A Persistência do Valor e a Contradição Real
Tornou-se igualmente comum dizer, nestas condições, que a medida do valor deixou de valer, foi implodida pelo próprio desenvolvimento das forças produtivas, pelo imenso acúmulo de riquezas na forma de trabalho morto. Antes de tratar a questão do fim da teoria do valor-trabalho na produção atual, talvez seja útil entender se, de fato, a medida alguma vez existiu, isto é, se e como o capital opera a equivalência dos diversos valores. Para tanto, é que tomaremos como objeto de investigação o problema da determinação do valor da força de trabalho. Neste caso, acompanhando de perto os textos de Marx, percebe-se que a quantificação do valor da força de trabalho, e sua manifestação na forma de salário, não implica que a força de trabalho seja uma categoria exclusivamente econômica. Assim, não há razão para propugnar o fim do valor como medida econômica e meio de regulação das trocas sociais, pois, de fato, o valor nunca foi mecanismo efetivo de regulação, na medida em que categorias econômicas não podem ser realmente ativas. Deste modo, não pode deixar de ser efetivo algo que nunca o foi. O que falta neste contexto é uma exata compreensão de como interagem as categorias que estão em oposição no interior de uma unidade contraditória.
Cabe aqui discutir o que é, para Marx, "resolver uma contradição". Uma contradição real não se resolve pela eliminação de uma das partes em oposição, o que significa o próprio fim da unidade contraditória, cuja existência só se dá na forma de processo. A contradição capital-trabalho consiste precisamente em que os termos antagônicos só existem no interior de uma unidade contraditória, que, precisamente por ser contraditória, não se constitui enquanto unidade estável, mas apenas na forma de um processo perene de luta. Por isso a passagem da subsunção formal à subsunção real (introdução da maquinaria) não pode ser entendida como um momento, e sim como um processo inacabado, no qual a independência do capital em relação ao trabalho vivo é apenas relativa, vale dizer, no qual se repõe, sob novas formas, a dependência do capital em relação ao trabalho vivo, ainda que a objetivação do processo de trabalho seja crescente.

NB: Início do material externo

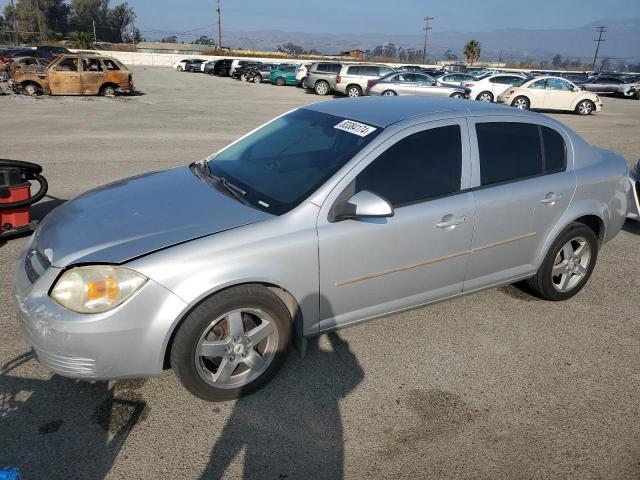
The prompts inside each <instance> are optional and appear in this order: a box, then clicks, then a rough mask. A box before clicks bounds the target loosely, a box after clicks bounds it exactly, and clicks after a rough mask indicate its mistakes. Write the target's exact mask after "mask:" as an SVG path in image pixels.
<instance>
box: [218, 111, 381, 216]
mask: <svg viewBox="0 0 640 480" xmlns="http://www.w3.org/2000/svg"><path fill="white" fill-rule="evenodd" d="M345 120H346V119H344V118H340V117H336V116H333V115H328V114H326V113H320V112H314V111H311V110H306V109H300V110H296V111H294V112H291V113H289V114H287V115H284V116H282V117H280V118H277V119H276V120H274V121H272V122H270V123H268V124H267V125H265V126H264V127H262V128H260V129H258V130H257V131H255V132H253V133H252V134H251V135H249V136H247V137H245V138H243V139H242V140H240V141H238V142H236V143H235V144H232V145H230V146H229V147H227V148H226V149H224V150H222V151H221V152H219V153H218V154H217V155H216V156H215V157H213V158H212V159H211V160H210V162H209V166H210V170H211V172H212V173H213V174H214V175H217V176H222V177H224V178H226V179H227V180H229V181H230V182H231V183H233V184H235V185H237V186H239V187H241V188H242V189H243V190H245V191H246V195H245V199H246V200H247V201H248V202H249V203H251V204H252V205H254V206H255V207H256V208H259V209H261V210H265V211H267V212H270V213H273V214H275V215H282V214H284V213H286V212H288V211H289V210H291V209H293V208H295V207H296V206H298V205H299V204H300V203H301V202H302V201H303V200H305V199H306V198H308V196H309V195H311V193H313V192H314V191H315V190H317V189H318V188H319V187H320V186H321V185H322V184H323V183H324V182H326V181H327V180H328V179H329V178H330V177H331V176H332V175H333V174H334V173H336V172H337V171H338V169H340V168H341V167H342V166H343V165H344V164H345V163H347V162H348V161H349V160H351V159H352V158H353V157H354V155H356V154H357V153H358V152H359V151H361V150H362V149H363V148H364V147H365V146H366V145H368V144H369V143H370V142H371V141H372V140H373V139H374V138H375V137H376V136H377V135H379V134H380V132H381V131H382V130H383V129H382V128H379V127H375V126H371V125H370V126H369V127H371V128H367V126H366V125H363V124H356V125H355V128H354V125H351V126H350V128H349V127H344V124H343V123H342V122H344V121H345ZM336 127H338V128H336ZM345 129H346V130H351V131H345ZM363 130H364V136H362V135H363ZM354 131H356V132H357V133H359V134H357V133H353V132H354ZM367 132H368V133H367Z"/></svg>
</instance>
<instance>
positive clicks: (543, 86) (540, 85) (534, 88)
mask: <svg viewBox="0 0 640 480" xmlns="http://www.w3.org/2000/svg"><path fill="white" fill-rule="evenodd" d="M529 88H532V89H534V90H544V89H545V88H547V81H546V80H538V81H537V82H533V83H532V84H531V85H529Z"/></svg>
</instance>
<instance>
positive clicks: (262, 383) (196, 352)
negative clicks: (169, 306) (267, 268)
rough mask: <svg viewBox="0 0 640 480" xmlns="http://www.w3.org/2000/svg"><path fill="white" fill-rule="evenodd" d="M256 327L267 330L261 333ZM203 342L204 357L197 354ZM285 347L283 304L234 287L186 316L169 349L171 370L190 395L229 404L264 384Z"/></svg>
mask: <svg viewBox="0 0 640 480" xmlns="http://www.w3.org/2000/svg"><path fill="white" fill-rule="evenodd" d="M234 314H235V315H236V316H235V317H234V316H233V315H234ZM233 318H235V319H236V321H235V322H233V321H232V319H233ZM238 321H239V322H240V323H239V330H238V323H237V322H238ZM258 321H260V323H257V322H258ZM234 326H235V327H236V328H234ZM261 327H268V328H266V329H265V328H262V331H263V332H264V333H262V335H261V333H260V329H261ZM267 331H268V332H269V333H266V332H267ZM260 335H261V336H260ZM251 338H255V339H256V342H251ZM259 338H262V340H258V339H259ZM205 343H207V344H208V345H207V346H208V347H209V351H210V352H211V354H210V355H207V356H204V355H202V353H201V351H202V350H203V348H205V346H204V344H205ZM290 344H291V315H290V313H289V310H288V309H287V307H286V306H285V305H284V303H282V300H280V298H279V297H278V296H277V295H276V294H275V293H273V292H272V291H270V290H268V289H267V288H265V287H262V286H260V285H244V286H238V287H233V288H230V289H228V290H225V291H223V292H220V293H218V294H216V295H213V296H212V297H209V298H208V299H206V300H205V301H203V302H202V303H201V304H200V305H198V306H197V307H196V308H195V309H194V310H193V311H192V312H191V313H190V314H189V315H188V316H187V317H186V319H185V320H184V321H183V322H182V324H181V325H180V327H179V329H178V331H177V333H176V336H175V339H174V341H173V345H172V347H171V366H172V368H173V370H174V372H175V373H176V375H177V377H178V379H179V380H180V382H181V383H182V385H183V386H184V387H185V388H186V389H187V390H188V391H189V392H191V393H192V394H194V395H195V396H197V397H199V398H201V399H203V400H208V401H213V402H219V401H224V400H232V399H235V398H239V397H241V396H244V395H248V394H250V393H252V392H255V391H256V390H258V389H259V388H261V387H262V386H263V385H265V384H266V383H267V382H269V381H270V380H271V379H272V378H273V377H274V376H275V375H276V373H277V372H278V370H280V368H281V366H282V364H283V362H284V360H285V358H286V356H287V353H288V351H289V348H290ZM250 365H251V366H250ZM223 367H224V368H226V369H227V371H226V374H225V371H221V368H223ZM220 375H223V377H220ZM216 377H217V378H216Z"/></svg>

O trabalho continua a desempenhar um papel essencial no processo de trabalho automatizado, o que exige que voltemos nossa atenção para as funções de controle e de vigilância do sistema de maquinaria.
De nada adianta dizer que é contraditório um processo de produção cuja base de extração de mais-valia está reduzida a um mínimo, com a redução do trabalho direto, pois o ardil do capital consiste justamente em encontrar formas para que estas contradições funcionem. A questão atual é saber que formas são estas e como elas continuam a viabilizar a valorização.